Ващенков поднял на меня глаза и секунду, показавшуюся мне бесконечной, безжалостно вглядывался. И по всей вероятности, он понял, что я испытываю, потому что с хмурой поспешностью отвернулся, заговорил:
— Выпейте свою водку… И пойдем… Мне пора убираться, вам утрясать свои дела… Смотрите, чтоб досужие сплетни не слишком-то ее пачкали. Сумеете ли защитить?.. Кучин тут за меня остается. Он провожать меня будет, я ему все скажу. Скажу, чтоб вам помогал, чем может.
Спасибо.
— Да, что я еще хотел сказать?.. — Он потер лоб ладонью. — Наверное, думаете: «Позвал, уединился, к чему такая многозначительность?» Я и сам не понимаю: зачем этот разговор? Без него все понятно. Но не мог… молча уехать. Передайте Вале, чтоб она за меня не боялась: в омут не брошусь, травиться не стану, алкоголиком тоже не сделаюсь. Буду жить, как сумею, буду ей письма писать, к себе буду ее звать, буду надеяться… А уж если не оправдаются надежды, для разных там разводов и формальностей, скажите, всегда к ее услугам.
Он на минуту смолк, в углах сжатого рта снова появилась напряженно дрожащая складка, под правым глазом дернулся живчик. Я отвернулся, чтоб не видеть его. Я боялся, что не выдержу, попытаюсь что-то сделать, а сделать ничего нельзя. Ничего!.. Кроме ненужных и постыдных глупостей.
— Берегите Валю… — выдавил он из себя.
Не поднимая на него глаз, я отвернулся к стакану, залпом, не чувствуя вкуса водки, выпил.
Ващенков встал, поднялся и я. Он стоял передо мной, выставив вперед изрезанный морщинами большой лоб, со свисающими руками, внешне спокойный, сумрачный, решительный.
— Еще одно. Когда вы были в городе, видел ли кто вас из знакомых?
— Лещев видел.
— Не то. Из загарьевцев кто-нибудь видел?
— Вроде нет.
— Должно быть, кто-то видел. В обком на вас чья-то досужая рука анонимку написала. Не точно это, но догадываюсь. Очень скоропалительно решили меня перебросить. Боятся за авторитет, спасают меня. До сих пор на мои просьбы приходили только отказы. Имейте это в виду. Вале не говорите. Незачем. Берегите ее…

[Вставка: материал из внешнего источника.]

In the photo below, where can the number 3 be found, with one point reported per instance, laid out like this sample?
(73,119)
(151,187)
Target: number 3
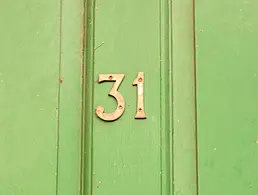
(118,78)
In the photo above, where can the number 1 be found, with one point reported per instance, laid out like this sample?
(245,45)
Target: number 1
(139,82)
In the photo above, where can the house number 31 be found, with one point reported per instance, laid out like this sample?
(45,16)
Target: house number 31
(118,79)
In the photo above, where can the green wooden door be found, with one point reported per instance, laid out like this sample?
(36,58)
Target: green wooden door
(227,94)
(198,61)
(140,156)
(40,87)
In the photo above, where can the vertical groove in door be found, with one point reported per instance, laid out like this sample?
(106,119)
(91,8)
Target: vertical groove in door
(166,149)
(184,121)
(87,120)
(70,97)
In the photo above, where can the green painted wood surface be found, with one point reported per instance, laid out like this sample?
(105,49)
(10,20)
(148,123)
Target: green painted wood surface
(227,83)
(29,71)
(156,155)
(40,118)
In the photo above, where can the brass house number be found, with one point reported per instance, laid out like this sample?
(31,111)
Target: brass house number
(118,79)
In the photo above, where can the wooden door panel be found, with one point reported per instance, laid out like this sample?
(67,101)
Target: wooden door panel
(227,66)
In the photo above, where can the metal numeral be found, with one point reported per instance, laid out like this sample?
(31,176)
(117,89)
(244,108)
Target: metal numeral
(139,82)
(118,78)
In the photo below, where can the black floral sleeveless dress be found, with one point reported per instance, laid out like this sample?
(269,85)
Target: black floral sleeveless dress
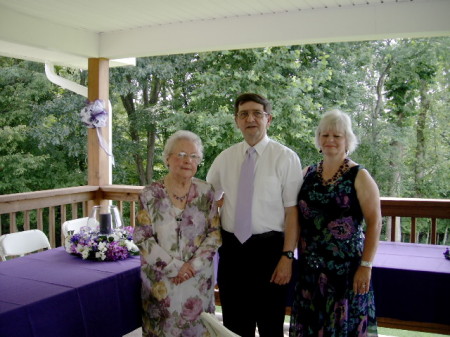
(330,250)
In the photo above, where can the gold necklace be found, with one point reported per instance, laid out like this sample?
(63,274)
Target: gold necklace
(341,170)
(180,198)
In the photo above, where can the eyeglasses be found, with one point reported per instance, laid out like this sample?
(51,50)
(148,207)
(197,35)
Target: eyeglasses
(256,114)
(183,155)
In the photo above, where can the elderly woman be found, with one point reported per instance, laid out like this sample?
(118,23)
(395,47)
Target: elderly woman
(178,234)
(334,295)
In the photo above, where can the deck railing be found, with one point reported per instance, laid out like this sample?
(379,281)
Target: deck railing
(48,210)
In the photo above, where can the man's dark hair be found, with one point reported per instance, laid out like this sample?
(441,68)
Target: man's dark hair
(251,97)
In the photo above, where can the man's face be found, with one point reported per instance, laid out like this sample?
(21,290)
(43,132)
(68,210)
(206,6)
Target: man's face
(253,121)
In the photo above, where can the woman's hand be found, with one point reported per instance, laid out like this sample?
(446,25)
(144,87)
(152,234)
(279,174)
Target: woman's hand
(185,273)
(361,280)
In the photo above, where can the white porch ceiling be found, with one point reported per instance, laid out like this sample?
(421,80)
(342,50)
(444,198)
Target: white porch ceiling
(68,32)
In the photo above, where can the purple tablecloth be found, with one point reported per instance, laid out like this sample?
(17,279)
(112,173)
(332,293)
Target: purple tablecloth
(53,293)
(412,282)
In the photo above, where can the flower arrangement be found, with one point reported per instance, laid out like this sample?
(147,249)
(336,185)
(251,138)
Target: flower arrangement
(90,244)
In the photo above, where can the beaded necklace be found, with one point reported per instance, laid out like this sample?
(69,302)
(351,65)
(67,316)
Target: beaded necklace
(180,198)
(341,170)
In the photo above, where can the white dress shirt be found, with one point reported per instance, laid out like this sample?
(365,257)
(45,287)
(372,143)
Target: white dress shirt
(278,178)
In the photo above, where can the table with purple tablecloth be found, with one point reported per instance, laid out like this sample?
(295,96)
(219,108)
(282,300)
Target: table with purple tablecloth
(412,283)
(53,293)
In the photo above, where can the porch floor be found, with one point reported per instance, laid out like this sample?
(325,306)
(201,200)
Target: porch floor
(138,332)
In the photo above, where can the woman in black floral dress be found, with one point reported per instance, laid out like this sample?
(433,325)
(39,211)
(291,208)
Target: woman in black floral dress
(334,295)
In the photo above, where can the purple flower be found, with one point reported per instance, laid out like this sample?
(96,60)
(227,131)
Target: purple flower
(343,200)
(342,228)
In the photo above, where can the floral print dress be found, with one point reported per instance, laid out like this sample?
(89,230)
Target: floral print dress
(167,238)
(330,247)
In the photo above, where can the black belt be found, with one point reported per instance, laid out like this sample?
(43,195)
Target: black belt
(262,236)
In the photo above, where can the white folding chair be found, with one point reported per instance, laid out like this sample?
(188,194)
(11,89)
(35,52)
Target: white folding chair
(74,225)
(21,243)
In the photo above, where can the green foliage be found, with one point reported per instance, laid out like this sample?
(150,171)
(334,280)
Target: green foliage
(41,136)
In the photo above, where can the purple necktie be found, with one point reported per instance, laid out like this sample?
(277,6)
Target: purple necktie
(243,221)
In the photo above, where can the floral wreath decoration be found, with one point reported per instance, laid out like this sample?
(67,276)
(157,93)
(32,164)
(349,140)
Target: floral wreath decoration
(90,244)
(94,115)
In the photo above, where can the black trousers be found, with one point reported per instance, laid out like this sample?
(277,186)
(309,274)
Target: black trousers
(248,297)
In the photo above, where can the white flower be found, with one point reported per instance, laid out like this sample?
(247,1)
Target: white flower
(102,246)
(85,254)
(100,255)
(131,246)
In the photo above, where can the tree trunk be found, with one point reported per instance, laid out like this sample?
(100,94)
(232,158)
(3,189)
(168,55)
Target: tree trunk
(128,103)
(420,142)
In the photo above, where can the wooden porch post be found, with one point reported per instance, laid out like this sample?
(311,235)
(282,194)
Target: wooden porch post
(99,163)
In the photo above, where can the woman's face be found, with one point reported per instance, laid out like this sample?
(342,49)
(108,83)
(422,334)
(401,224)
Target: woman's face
(332,142)
(183,159)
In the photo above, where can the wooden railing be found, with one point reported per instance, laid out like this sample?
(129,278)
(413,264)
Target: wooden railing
(47,210)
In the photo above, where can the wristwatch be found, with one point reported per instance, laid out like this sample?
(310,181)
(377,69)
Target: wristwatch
(289,254)
(366,264)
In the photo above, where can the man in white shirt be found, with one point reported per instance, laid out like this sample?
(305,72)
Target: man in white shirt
(253,275)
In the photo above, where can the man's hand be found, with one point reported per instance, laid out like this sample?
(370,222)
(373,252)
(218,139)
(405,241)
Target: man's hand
(283,271)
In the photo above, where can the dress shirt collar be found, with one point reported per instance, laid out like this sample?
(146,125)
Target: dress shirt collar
(259,147)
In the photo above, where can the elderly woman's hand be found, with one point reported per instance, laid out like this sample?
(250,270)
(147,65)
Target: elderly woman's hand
(361,281)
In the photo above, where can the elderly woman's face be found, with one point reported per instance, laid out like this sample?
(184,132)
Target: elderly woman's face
(184,158)
(332,142)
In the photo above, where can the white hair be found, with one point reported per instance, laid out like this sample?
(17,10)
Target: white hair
(337,120)
(179,135)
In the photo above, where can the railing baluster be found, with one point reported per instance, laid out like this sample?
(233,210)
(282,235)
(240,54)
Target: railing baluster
(412,238)
(51,225)
(26,220)
(40,221)
(74,208)
(63,219)
(133,213)
(12,222)
(433,231)
(393,225)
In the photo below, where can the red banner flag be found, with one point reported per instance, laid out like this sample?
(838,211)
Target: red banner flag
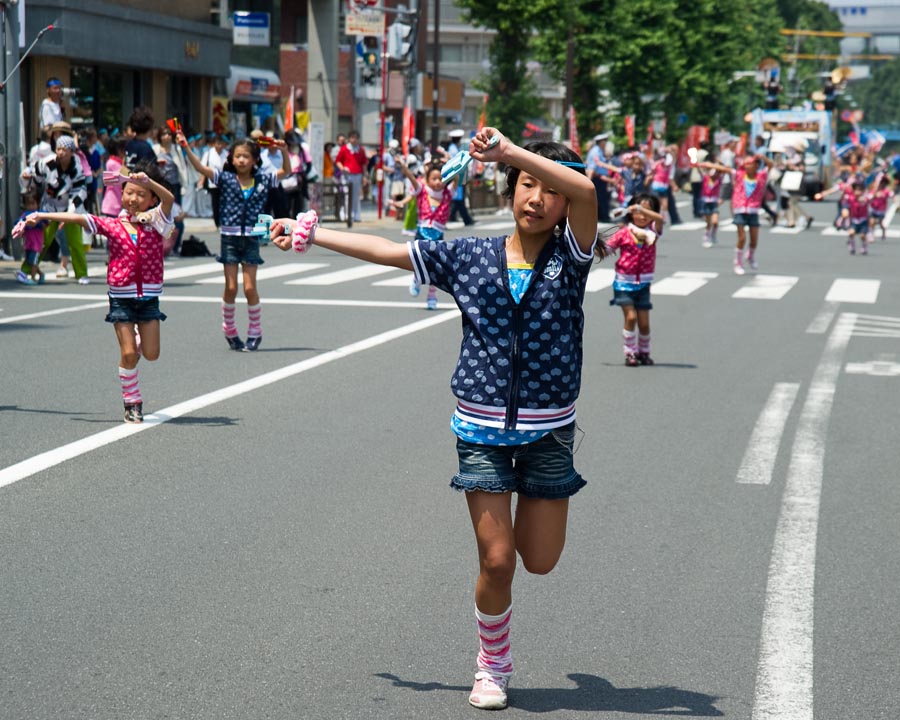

По заполненному людьми залу Ващенков прошел твердой поступью, с непроницаемо-спокойным лицом. Возле крыльца чайной его ждала «Победа». Шофер при его появлении зашевелился за рулем.
Ващенков протянул мне руку:
— Прощайте.
Я пожал ее:
— Прощайте, Петр Петрович.
Во всех окнах чайной виднелись лица.
Ващенков сел рядом с шофером, уткнул подбородок в грудь, приказал:
— Побыстрей к поезду.
Я стоял, пока машина не свернула за угол.
17Валя сидела одна в комнате, снова беспорядочно заваленной нераспакованными вещами. Она поднялась мне навстречу:
— Уехал?
— Уехал.
Она снова опустилась на ящик, взгляд ее был рассеянный, руки неспокойно двигались, то поправляли юбку, то ощупывали шершавые доски ящика, то трогали сумочку на коленях, и все это при отсутствующем, рассеянном взгляде.
Я почувствовал, что она не просто жалеет его, а она любит его, любит, пожалуй, в эту минуту больше, чем меня. И я прощал ей это, я понимал ее, я сам был подавлен, уничтожен поступком Ващенкова, признавал его превосходство над собой.